Key facts
- The cost of borrowing money for U.S. stock investments is increasing.
- Record equity repo exposure for primary dealers has surpassed $220 billion.
- Spreads between S&P 500 futures financing rates and SOFR are at record highs.
- Assets in U.S. leveraged ETFs have doubled to approximately $200 billion.
- The stock market rally is heavily concentrated in the Information Technology sector, especially semiconductors.
The borrowed money fueling the U.S. stock rally is becoming more expensive, raising concerns on Wall Street about the sustainability of the market's advance. Inflows into leveraged exchange-traded products, increased options trading volumes, and record hedge fund exposure are collectively straining the global balance-sheet capacity of large banks, driving up the costs of loans that underpin significant stock trading activity.
Primary dealers, banks that trade directly with the Federal Reserve, are carrying record equity repo exposure exceeding $220 billion. Market measures tracking the spread between implied financing rates for S&P 500 total-return futures and benchmark rates like SOFR show costs at a record high, excluding year-end periods. While rising repo costs are typically manageable in a rising market, they could accelerate a trader retreat if stock prices flatten or fall.
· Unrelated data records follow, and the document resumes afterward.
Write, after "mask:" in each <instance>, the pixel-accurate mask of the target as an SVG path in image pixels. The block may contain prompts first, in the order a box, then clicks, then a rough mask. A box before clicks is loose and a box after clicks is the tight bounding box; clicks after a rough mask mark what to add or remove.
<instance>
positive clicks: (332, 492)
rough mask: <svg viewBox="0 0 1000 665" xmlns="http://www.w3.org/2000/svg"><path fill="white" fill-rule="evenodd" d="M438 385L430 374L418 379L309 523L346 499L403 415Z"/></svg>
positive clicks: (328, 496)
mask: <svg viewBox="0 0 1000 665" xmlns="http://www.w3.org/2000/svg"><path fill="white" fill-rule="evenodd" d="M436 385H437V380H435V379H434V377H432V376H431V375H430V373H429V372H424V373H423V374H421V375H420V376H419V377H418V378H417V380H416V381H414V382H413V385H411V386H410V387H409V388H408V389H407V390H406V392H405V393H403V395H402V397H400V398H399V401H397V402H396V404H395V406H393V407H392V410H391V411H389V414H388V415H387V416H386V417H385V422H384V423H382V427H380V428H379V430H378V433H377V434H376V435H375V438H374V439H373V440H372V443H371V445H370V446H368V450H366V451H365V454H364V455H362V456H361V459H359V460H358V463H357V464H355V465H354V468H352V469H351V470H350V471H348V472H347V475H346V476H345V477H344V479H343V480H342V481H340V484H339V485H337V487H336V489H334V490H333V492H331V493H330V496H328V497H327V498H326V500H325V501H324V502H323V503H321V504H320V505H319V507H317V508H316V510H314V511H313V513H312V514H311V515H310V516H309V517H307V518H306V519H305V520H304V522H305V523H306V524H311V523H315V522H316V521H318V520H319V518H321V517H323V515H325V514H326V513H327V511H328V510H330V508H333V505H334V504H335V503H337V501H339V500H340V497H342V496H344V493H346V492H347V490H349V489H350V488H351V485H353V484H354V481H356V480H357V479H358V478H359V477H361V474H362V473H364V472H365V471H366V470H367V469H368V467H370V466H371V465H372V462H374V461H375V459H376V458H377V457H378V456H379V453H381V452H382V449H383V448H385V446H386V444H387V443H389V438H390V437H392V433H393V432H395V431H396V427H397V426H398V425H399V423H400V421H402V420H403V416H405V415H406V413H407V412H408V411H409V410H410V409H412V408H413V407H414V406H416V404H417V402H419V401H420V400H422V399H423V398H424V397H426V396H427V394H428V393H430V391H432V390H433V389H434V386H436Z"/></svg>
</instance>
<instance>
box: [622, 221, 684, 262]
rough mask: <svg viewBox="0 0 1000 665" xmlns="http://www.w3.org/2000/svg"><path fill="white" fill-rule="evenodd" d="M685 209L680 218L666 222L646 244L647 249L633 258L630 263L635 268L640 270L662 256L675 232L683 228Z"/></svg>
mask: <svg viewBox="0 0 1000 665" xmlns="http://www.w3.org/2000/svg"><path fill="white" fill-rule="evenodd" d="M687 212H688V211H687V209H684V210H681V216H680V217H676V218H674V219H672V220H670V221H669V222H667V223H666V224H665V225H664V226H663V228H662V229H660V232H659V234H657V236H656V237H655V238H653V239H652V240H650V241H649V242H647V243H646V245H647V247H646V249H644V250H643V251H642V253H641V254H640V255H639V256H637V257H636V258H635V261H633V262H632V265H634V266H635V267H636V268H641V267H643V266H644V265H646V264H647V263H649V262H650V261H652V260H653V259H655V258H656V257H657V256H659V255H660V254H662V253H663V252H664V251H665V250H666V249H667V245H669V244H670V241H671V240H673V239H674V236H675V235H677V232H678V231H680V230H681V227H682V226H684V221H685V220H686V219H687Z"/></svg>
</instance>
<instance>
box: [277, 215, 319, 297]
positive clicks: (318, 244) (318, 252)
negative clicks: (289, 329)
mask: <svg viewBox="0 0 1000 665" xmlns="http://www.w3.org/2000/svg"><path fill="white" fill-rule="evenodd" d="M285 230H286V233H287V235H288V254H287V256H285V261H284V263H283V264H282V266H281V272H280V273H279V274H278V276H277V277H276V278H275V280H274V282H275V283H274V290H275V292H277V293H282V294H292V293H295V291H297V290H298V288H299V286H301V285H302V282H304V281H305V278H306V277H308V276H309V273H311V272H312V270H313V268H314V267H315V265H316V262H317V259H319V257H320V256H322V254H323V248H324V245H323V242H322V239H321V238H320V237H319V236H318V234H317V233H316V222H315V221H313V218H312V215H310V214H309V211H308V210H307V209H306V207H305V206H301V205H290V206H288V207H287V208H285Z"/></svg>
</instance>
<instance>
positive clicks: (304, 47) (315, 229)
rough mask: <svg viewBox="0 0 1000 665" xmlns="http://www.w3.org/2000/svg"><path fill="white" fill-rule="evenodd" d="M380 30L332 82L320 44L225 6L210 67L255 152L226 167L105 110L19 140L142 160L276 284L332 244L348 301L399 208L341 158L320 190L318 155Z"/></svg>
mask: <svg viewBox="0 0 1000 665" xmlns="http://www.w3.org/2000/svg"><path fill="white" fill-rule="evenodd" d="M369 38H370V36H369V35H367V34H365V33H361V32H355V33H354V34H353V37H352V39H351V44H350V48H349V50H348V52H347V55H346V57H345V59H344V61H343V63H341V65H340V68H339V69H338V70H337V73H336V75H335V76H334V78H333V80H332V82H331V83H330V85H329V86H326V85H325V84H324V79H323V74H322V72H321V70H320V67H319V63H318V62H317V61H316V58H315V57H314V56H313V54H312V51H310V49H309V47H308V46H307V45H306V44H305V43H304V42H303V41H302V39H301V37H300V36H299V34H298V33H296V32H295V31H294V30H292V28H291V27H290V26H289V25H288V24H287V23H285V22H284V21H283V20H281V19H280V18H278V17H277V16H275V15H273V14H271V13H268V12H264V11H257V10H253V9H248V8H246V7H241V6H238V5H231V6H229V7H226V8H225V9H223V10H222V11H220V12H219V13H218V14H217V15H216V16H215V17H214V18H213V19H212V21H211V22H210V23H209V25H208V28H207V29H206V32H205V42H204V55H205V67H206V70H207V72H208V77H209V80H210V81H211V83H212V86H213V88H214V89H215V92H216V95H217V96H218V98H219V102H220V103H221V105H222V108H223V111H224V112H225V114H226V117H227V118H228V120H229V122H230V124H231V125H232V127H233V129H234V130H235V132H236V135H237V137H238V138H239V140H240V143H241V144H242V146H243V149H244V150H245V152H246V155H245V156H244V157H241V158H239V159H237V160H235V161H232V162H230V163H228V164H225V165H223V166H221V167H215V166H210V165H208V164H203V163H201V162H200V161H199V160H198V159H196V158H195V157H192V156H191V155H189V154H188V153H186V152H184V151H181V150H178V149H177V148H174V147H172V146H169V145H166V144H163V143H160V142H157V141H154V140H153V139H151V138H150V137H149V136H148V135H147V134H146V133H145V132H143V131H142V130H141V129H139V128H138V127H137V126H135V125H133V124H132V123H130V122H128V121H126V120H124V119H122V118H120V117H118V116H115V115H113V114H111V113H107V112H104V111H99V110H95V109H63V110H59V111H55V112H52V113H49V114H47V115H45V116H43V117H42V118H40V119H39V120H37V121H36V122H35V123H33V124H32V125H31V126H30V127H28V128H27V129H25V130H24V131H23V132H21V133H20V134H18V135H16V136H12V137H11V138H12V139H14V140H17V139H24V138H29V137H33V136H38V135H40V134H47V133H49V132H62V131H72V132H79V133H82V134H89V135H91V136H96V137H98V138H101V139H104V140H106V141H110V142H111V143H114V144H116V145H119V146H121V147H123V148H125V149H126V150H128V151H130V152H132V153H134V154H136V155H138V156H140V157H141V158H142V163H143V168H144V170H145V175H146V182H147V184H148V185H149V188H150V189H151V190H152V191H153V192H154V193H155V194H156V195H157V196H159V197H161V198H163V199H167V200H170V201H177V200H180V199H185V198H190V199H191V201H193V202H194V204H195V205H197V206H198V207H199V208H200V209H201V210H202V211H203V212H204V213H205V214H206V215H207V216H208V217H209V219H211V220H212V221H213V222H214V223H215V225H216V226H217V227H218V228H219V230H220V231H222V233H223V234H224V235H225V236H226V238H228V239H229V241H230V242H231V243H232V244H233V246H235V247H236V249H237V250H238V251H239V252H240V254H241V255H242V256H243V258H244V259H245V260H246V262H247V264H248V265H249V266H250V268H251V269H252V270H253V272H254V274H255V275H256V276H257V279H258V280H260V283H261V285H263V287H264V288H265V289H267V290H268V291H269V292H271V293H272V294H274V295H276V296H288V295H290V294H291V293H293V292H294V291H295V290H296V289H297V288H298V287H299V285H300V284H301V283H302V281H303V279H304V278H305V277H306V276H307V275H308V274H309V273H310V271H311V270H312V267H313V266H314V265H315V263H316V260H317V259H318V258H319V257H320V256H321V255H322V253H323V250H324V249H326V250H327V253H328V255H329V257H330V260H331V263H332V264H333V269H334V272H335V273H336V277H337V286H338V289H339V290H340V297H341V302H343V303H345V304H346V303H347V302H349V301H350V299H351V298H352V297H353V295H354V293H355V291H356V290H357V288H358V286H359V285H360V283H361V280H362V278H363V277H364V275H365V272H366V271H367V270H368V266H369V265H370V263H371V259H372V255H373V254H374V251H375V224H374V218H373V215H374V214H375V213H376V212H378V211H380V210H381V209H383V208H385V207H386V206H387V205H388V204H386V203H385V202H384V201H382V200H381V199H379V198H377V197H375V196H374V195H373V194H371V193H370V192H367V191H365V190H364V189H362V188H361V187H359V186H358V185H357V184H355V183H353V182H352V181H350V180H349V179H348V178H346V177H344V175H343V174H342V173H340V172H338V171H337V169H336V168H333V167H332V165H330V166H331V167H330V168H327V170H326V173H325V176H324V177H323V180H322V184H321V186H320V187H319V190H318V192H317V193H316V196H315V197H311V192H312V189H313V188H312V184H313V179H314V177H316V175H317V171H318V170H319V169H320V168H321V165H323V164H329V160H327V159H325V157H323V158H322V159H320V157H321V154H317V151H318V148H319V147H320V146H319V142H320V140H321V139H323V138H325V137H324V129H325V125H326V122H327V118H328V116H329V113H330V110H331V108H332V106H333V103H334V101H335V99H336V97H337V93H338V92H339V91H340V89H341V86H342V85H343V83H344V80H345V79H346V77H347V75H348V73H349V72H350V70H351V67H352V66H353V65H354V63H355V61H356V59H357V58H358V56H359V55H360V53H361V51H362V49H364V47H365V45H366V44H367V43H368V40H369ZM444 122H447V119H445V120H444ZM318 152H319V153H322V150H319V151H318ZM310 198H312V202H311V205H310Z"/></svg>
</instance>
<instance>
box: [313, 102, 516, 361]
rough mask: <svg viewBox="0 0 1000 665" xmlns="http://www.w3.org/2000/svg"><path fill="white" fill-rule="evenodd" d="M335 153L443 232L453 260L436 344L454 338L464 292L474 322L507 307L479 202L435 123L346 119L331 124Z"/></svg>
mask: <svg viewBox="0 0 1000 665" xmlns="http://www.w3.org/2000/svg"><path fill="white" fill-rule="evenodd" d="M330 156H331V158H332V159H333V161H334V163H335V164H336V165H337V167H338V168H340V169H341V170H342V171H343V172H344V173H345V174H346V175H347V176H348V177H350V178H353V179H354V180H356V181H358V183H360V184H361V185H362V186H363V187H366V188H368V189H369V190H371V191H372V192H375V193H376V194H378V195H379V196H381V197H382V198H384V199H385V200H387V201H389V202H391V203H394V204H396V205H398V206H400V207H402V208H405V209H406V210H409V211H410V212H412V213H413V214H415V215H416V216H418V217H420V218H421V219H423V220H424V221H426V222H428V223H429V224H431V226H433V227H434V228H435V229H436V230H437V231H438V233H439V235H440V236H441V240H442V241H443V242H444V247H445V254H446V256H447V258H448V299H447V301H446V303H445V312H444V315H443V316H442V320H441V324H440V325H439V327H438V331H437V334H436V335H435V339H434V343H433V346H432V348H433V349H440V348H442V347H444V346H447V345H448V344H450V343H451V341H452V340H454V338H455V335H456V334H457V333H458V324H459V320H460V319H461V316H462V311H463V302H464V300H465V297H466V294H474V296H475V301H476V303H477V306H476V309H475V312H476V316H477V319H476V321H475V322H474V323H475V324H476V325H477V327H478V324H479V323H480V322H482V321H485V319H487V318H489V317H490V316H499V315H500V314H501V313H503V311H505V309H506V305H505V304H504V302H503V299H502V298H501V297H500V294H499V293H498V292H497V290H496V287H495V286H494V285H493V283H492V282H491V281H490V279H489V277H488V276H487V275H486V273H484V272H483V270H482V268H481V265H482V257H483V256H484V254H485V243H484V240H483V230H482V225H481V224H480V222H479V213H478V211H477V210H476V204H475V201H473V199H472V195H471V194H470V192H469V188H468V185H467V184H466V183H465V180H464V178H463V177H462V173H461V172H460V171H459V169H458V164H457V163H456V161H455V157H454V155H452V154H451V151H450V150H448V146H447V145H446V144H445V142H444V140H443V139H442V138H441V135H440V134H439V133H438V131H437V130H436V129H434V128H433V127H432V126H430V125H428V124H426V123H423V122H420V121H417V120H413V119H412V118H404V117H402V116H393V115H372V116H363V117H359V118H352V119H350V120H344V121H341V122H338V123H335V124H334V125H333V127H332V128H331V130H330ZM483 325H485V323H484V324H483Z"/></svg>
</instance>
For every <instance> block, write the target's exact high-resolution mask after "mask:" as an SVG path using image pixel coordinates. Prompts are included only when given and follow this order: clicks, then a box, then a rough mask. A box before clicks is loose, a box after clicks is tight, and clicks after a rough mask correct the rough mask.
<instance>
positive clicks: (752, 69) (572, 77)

Strategists note that equity funding costs are a key indicator for financial conditions. Some view higher financing costs as a sign of market euphoria, coinciding with periods of strong demand. However, others worry that these costs could make highly leveraged trades too expensive, potentially forcing leveraged investors to pull back and narrowing market participation.
Assets in U.S.-domiciled leveraged ETFs have doubled to around $200 billion, largely driven by technology and semiconductor-linked products. Surging call-option activity after a recent ceasefire also strained dealer capacity. Furthermore, stock market gains and rising equity issuance contribute to tightening capacity, with a 10% rise in equities potentially creating $1 trillion in additional financing demand.
Despite rising equity financing costs, the Treasury repo market remains accommodative, partly due to changes in the Supplementary Leverage Ratio that allow large banks more room for government bond trades. However, equity financing is more capital-intensive and lacks the central-clearing mechanisms available for Treasury repo positions.
The concentration of the rally in the Information Technology sector, particularly semiconductors, is a key concern. Morgan Stanley strategists observe that peaks in stocks have coincided with high equity financing costs. With funding pressures rising and the S&P 500 struggling to surpass recent highs, the market may be facing an inflection point, driven by leverage concentrated in a narrow market segment rather than broad economic outlook.